Streaming platforms saw sky-high subscription figures, but most knew that that kind of “pull-forward effect,” as Netflix management first put it, wouldn’t be sustainable once life returned to normal and COVID was a thing of the past.
Now that vaccines are being distributed, and life is slowly returning to normal, this volatility in Disney+ subscriber figures and Disney stock should be viewed as more near-term noise than long-term worry. Legacy media companies are furiously shifting their businesses from a profitable linear-first model to an unprofitable streaming-first model. That kind of massive change takes time, money and patience.
Disney+ added a much fewer-than-expected 2.1 million global paid subscribers in the previous quarter, but the service has a whopping 118 million subs only two years after launch. That’s still impressive by any stretch of the imagination.
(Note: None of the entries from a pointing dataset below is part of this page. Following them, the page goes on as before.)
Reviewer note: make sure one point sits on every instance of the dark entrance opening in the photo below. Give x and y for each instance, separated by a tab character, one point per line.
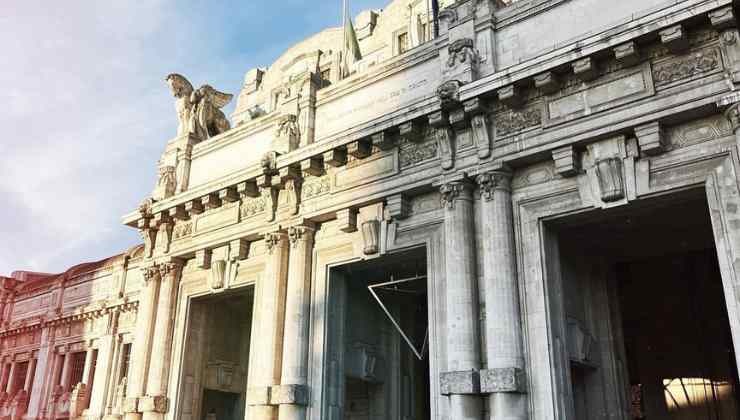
219	405
378	339
638	302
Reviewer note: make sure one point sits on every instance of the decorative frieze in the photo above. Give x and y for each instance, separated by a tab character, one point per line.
674	38
548	82
315	187
627	53
411	132
488	182
398	206
508	123
182	230
566	161
686	66
411	154
585	68
445	138
651	138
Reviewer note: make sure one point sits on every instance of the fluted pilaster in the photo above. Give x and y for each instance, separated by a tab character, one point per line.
460	381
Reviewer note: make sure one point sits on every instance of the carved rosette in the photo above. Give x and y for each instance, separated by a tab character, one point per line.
733	115
453	191
218	274
150	273
371	236
491	181
299	233
462	51
272	241
611	179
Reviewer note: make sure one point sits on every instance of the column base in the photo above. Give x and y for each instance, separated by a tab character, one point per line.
153	404
460	383
289	394
502	380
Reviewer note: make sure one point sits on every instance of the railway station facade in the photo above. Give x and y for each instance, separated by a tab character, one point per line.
521	210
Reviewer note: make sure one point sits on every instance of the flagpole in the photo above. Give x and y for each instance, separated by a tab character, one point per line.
344	42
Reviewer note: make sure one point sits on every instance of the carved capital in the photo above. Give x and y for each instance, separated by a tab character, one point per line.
489	182
449	93
150	273
611	179
273	240
454	191
299	233
169	270
371	236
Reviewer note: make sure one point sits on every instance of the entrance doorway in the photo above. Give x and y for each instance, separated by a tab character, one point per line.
378	340
642	314
216	357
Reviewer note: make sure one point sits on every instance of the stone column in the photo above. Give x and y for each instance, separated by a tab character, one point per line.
11	374
30	375
53	381
88	365
502	379
66	371
461	381
115	371
142	343
42	379
5	377
293	392
267	323
155	404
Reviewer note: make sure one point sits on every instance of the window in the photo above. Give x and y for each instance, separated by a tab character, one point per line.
78	367
325	78
403	42
20	377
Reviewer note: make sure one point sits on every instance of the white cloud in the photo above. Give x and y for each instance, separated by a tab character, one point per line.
86	116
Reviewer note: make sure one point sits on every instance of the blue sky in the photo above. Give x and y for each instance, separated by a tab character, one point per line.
87	113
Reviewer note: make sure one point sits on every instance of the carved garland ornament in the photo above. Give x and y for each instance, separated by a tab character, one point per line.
686	66
451	192
492	181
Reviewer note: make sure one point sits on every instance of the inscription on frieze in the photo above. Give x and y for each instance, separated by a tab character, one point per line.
383	166
618	89
216	219
699	131
510	122
316	187
687	66
411	153
386	95
252	207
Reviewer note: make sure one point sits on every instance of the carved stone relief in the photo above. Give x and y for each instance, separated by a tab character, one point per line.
512	122
699	131
687	66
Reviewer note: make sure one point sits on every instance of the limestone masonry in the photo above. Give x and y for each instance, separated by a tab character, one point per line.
518	210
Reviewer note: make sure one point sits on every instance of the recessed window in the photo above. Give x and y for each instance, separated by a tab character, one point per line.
403	42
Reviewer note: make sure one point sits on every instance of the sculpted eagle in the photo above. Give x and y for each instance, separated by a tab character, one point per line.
198	111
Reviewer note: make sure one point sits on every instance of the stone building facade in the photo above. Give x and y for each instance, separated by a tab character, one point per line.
533	215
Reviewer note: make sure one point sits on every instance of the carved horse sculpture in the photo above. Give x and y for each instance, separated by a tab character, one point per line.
198	111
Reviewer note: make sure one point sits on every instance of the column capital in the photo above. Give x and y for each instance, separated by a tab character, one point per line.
151	273
488	182
453	191
274	240
300	233
731	105
170	268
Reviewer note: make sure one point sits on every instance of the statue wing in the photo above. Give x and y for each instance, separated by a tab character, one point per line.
221	99
181	82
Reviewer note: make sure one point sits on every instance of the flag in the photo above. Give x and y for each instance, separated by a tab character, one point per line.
351	47
435	17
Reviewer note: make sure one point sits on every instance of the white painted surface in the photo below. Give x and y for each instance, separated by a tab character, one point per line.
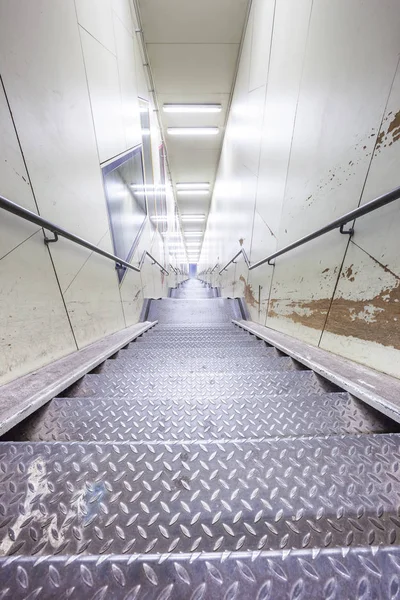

Friday, Disney unveiled a slew of new content coming to the platform during its first-ever Disney+ day. But now is the real test. Now, CEO Bob Chapek will have to find his groove on the content side to spark that next phase of growth for Disney+. Relying on what worked last year is just not enough anymore.
All that being said, expect this market valuation tug-of-war between the two biggest streaming services to persist — which VIP+ noted in May 2020. Focus is on the next major shift, which could very well be in Disney’s favor.
Disney first surged past $300 billion in market value following its investor day on Dec. 11, where it provided an optimistic long-term guidance for Disney+. Though a formal date hasn’t been announced for investor day this year, perhaps good news delivered then could be a much-needed boost to regain its place in the coveted $300 billion market cap club.